2 Albums, dates and popularity

In this part I’m going to work with the /albums/{id} API section which return all the information Spotify has of an album. I use this data to answer questions like:

Does the era affect the amount of tracks that an album had?
The popularity of an album is it affected by the era?
The number of tracks it’s related to the popularity of the album?

Remember that the analysis of the first part was done with a small sample of artist data, so far we have the following partial conclusions:

The most popular year for Rush was 1981 and this popularity is related to the fact that it was the time when they released the most albums.
Most Rush tracks exceed 5 minutes in length and are not as popular as the shorter ones.
As of 2020 Rush continued to release albums, but none of these had the popularity of Moving Pictures in 1981.

2.1 API

A small summary of the functionalities that I will use:

GET /albums/{id}/albums?market=US

Parameter	Type	Description
id (required)	`string`	The ID of the album

2.2 Libraries

Import the libraries I will need:

from pandas import json_normalize
import requests
import plotly.express as px
import plotly.io as pio
pio.renderers.default = "plotly_mimetype+notebook_connected"
import base64
from IPython.display import Image, display

def mm(graph):
    graphbytes = graph.encode("ascii")
    base64_bytes = base64.b64encode(graphbytes)
    base64_string = base64_bytes.decode("ascii")
    display(Image(url="https://mermaid.ink/img/" + base64_string))

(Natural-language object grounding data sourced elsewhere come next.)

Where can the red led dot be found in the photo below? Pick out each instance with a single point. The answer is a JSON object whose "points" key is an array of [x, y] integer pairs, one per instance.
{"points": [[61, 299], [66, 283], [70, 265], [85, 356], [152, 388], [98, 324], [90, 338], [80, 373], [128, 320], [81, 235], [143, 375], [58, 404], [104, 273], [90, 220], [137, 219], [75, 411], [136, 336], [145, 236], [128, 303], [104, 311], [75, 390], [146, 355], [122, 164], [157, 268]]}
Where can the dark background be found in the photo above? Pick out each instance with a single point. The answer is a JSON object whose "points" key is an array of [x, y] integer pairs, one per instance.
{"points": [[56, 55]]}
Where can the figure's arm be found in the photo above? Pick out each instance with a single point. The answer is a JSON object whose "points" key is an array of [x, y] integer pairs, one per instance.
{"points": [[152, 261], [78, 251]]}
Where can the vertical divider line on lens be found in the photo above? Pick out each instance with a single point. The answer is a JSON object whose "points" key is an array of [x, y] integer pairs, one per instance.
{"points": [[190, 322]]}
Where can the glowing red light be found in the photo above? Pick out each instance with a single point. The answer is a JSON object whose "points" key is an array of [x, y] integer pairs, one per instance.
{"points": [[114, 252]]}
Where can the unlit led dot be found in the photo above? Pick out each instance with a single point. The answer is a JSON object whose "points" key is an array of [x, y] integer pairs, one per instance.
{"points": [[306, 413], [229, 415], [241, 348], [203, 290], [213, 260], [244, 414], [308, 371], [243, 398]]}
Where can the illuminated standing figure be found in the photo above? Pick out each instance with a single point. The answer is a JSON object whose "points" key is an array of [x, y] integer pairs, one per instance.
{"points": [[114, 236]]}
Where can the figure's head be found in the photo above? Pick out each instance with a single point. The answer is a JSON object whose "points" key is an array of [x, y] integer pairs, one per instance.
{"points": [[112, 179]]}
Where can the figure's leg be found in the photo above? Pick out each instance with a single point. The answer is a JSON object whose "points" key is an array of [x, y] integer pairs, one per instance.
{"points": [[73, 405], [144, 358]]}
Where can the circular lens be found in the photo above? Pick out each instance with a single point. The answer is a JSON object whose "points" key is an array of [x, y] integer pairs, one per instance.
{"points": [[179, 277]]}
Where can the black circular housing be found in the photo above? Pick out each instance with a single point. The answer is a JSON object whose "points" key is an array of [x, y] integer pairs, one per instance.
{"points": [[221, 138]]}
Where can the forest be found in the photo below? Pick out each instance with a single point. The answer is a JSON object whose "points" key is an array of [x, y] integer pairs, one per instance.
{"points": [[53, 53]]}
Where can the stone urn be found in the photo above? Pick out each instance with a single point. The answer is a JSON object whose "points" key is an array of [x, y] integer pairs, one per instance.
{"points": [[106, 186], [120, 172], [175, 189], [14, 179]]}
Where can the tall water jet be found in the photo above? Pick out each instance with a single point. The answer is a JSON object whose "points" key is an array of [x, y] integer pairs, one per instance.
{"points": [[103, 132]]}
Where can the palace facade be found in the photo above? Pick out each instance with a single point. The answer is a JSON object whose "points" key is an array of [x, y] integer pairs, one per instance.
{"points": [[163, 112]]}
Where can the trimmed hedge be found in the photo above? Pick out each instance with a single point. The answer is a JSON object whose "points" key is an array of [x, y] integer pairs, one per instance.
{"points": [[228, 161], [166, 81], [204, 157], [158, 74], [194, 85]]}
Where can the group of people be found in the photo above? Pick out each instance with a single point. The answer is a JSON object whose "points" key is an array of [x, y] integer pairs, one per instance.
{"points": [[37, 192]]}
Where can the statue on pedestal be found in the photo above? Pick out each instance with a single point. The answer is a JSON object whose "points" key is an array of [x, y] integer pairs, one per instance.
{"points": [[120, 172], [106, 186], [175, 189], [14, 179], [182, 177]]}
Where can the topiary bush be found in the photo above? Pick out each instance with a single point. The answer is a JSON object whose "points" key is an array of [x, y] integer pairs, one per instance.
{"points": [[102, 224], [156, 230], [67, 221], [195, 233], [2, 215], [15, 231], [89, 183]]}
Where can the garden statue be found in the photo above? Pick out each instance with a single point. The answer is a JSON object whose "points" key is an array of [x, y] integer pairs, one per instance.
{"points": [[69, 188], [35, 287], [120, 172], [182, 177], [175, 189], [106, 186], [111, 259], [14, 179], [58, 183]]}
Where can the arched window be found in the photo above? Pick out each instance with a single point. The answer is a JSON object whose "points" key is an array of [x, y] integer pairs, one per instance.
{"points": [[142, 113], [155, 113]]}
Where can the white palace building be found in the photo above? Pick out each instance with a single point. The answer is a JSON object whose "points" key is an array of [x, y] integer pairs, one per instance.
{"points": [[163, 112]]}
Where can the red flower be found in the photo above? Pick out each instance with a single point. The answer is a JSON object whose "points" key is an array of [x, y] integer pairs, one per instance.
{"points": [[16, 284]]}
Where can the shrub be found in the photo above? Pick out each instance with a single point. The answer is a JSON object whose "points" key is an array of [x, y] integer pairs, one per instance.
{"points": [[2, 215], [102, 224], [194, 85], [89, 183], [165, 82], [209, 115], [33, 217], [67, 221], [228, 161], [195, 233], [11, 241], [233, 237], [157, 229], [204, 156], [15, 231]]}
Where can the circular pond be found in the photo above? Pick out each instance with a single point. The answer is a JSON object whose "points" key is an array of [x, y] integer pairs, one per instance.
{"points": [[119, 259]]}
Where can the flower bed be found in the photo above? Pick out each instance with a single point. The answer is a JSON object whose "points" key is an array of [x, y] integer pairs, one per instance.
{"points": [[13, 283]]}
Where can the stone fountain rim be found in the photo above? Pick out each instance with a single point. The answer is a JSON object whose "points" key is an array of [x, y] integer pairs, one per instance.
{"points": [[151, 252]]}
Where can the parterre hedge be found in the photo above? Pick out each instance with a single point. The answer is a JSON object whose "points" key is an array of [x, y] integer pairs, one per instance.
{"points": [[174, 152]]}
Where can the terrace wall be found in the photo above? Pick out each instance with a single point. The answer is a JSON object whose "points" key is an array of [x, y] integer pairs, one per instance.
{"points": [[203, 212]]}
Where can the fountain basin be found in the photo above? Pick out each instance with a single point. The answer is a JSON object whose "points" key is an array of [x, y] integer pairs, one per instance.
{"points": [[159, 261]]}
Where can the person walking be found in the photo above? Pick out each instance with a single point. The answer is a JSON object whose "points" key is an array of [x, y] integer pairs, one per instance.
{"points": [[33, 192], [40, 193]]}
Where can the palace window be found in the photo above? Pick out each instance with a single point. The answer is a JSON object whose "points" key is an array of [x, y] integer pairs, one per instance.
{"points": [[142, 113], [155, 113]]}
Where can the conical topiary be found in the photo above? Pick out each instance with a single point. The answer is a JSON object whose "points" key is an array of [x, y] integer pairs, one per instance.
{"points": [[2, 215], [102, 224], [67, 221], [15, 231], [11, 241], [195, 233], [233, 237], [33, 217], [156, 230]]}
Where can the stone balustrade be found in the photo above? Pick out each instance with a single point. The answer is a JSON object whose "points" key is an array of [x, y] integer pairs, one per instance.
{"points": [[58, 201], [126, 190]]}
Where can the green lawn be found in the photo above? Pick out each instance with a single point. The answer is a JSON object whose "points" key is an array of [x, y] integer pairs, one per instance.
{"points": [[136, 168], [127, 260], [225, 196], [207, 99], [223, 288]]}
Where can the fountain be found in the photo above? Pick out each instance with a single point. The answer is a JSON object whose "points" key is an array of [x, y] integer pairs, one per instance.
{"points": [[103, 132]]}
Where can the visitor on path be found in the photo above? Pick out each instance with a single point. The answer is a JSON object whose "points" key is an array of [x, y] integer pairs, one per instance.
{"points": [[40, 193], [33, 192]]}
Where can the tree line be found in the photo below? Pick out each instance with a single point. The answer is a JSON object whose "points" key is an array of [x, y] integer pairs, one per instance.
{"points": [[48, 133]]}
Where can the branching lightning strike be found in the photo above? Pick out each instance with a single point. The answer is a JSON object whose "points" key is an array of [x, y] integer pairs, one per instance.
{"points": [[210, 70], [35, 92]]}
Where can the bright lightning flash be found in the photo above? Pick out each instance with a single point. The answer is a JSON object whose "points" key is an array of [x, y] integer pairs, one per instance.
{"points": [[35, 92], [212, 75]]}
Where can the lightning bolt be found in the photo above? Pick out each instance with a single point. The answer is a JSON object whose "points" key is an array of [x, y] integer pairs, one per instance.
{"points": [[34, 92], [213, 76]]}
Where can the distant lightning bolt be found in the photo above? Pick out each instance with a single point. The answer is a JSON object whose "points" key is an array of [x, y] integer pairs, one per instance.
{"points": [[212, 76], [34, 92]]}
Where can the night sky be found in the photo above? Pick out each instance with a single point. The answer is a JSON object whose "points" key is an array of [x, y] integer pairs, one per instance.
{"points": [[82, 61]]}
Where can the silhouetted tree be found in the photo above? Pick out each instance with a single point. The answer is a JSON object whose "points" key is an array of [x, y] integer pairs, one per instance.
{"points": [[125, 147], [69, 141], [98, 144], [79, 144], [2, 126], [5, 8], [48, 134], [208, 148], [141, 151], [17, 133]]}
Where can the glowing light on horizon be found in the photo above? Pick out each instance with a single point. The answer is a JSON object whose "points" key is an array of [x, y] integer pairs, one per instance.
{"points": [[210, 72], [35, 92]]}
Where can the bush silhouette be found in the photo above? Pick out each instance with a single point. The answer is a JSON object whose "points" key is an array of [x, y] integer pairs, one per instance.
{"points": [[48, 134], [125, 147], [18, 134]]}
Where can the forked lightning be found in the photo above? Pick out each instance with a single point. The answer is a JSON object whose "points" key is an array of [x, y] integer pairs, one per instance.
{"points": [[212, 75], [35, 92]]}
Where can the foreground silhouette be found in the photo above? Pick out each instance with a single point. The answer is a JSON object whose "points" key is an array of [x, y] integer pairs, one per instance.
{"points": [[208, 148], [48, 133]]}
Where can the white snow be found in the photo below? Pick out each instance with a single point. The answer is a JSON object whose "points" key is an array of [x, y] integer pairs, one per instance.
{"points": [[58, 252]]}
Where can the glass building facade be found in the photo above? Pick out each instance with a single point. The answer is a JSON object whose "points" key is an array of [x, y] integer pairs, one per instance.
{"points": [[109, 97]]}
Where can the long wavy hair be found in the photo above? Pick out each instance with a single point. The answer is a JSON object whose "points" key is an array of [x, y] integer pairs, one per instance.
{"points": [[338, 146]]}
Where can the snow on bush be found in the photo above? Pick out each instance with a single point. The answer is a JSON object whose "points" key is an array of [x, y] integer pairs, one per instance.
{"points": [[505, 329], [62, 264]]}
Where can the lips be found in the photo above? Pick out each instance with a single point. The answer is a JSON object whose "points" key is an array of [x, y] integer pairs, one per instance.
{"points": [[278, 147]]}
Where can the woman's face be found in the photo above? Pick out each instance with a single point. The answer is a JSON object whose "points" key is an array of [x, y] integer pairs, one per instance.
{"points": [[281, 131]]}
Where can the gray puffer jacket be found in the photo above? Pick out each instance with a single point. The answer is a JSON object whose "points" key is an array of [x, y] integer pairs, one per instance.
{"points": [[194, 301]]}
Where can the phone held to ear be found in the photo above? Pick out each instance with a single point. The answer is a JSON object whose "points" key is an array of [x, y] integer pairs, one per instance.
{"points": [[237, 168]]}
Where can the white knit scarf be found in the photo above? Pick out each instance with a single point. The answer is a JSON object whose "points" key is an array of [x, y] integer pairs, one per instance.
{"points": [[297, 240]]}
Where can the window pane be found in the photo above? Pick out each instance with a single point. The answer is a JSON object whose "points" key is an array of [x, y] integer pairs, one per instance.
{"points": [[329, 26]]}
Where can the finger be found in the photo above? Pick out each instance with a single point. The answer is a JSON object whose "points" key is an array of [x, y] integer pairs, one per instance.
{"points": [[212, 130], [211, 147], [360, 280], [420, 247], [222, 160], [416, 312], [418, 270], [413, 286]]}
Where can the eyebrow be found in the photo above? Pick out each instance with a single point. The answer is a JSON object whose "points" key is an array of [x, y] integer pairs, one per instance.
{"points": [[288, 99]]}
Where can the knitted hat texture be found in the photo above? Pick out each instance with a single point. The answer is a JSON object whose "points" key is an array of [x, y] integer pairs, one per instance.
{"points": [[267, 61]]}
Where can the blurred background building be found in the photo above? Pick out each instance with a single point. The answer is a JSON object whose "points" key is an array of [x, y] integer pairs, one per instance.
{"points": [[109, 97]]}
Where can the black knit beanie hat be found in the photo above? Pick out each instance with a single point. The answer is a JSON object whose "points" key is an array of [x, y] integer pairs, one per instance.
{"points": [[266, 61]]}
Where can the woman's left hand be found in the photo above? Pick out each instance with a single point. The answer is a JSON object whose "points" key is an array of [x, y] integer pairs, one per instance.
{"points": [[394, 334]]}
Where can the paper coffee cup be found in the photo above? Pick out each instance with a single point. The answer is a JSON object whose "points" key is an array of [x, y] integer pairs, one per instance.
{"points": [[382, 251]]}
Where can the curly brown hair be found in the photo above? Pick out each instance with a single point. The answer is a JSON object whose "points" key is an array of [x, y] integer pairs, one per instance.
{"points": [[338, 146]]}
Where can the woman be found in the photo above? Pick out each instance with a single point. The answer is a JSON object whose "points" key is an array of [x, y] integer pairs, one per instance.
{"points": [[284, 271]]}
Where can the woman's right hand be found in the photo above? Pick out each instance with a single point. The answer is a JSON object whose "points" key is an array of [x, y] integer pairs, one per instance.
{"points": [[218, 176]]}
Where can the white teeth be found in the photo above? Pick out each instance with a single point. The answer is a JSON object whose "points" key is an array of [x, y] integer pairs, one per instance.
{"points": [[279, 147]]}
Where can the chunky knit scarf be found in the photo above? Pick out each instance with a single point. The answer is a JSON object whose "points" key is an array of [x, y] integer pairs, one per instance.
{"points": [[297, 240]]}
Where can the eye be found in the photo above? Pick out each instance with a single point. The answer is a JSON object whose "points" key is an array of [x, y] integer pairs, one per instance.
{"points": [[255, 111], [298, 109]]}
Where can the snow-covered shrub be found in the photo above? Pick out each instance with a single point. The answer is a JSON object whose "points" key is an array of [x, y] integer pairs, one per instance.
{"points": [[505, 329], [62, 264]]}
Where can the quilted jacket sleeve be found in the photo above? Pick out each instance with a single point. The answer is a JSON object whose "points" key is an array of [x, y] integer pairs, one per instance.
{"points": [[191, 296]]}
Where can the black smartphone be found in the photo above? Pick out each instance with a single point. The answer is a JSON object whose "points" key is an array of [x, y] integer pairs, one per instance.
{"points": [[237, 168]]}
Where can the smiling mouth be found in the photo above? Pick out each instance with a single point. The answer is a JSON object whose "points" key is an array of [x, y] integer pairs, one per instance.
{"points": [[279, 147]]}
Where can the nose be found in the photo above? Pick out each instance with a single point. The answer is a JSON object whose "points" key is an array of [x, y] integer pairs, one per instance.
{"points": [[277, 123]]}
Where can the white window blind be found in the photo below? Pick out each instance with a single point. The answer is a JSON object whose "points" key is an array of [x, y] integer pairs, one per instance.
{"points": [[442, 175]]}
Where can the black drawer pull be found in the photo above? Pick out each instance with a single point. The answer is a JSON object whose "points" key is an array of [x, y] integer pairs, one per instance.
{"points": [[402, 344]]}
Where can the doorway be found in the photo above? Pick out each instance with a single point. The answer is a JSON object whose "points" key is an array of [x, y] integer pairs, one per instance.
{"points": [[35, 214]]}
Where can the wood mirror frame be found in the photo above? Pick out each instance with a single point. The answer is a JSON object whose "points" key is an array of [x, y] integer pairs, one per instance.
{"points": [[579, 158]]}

This is the section of the authentication and generation of the token that was already explained in the first section

CLIENT_ID = '81e800e81ecf4997b5b9fb12efeb3ff2'
CLIENT_SECRET = '0e4364f440f148779d8a9f17976ecf1b'
def get_token():
    url = 'https://accounts.spotify.com/api/token'
    auth_response = requests.post(url, {
        'grant_type': 'client_credentials',
        'client_id': CLIENT_ID,
        'client_secret': CLIENT_SECRET,
    })
    if auth_response.status_code != 200:
        raise Exception('Error getting token')
    else:
        auth_response_data = auth_response.json()
        return auth_response_data['access_token']
access_token = get_token()
header = {
    'Authorization': 'Bearer {token}'.format(token=access_token),
    'accept':'application/json'
}
base_url = 'https://api.spotify.com/v1/'

To obtain a dataframe with the albums of an artist, a few previous steps must first be carried out:

1- Ask the user for the artists. 2- Get the artist ID 3- Extract all the albums of the artist.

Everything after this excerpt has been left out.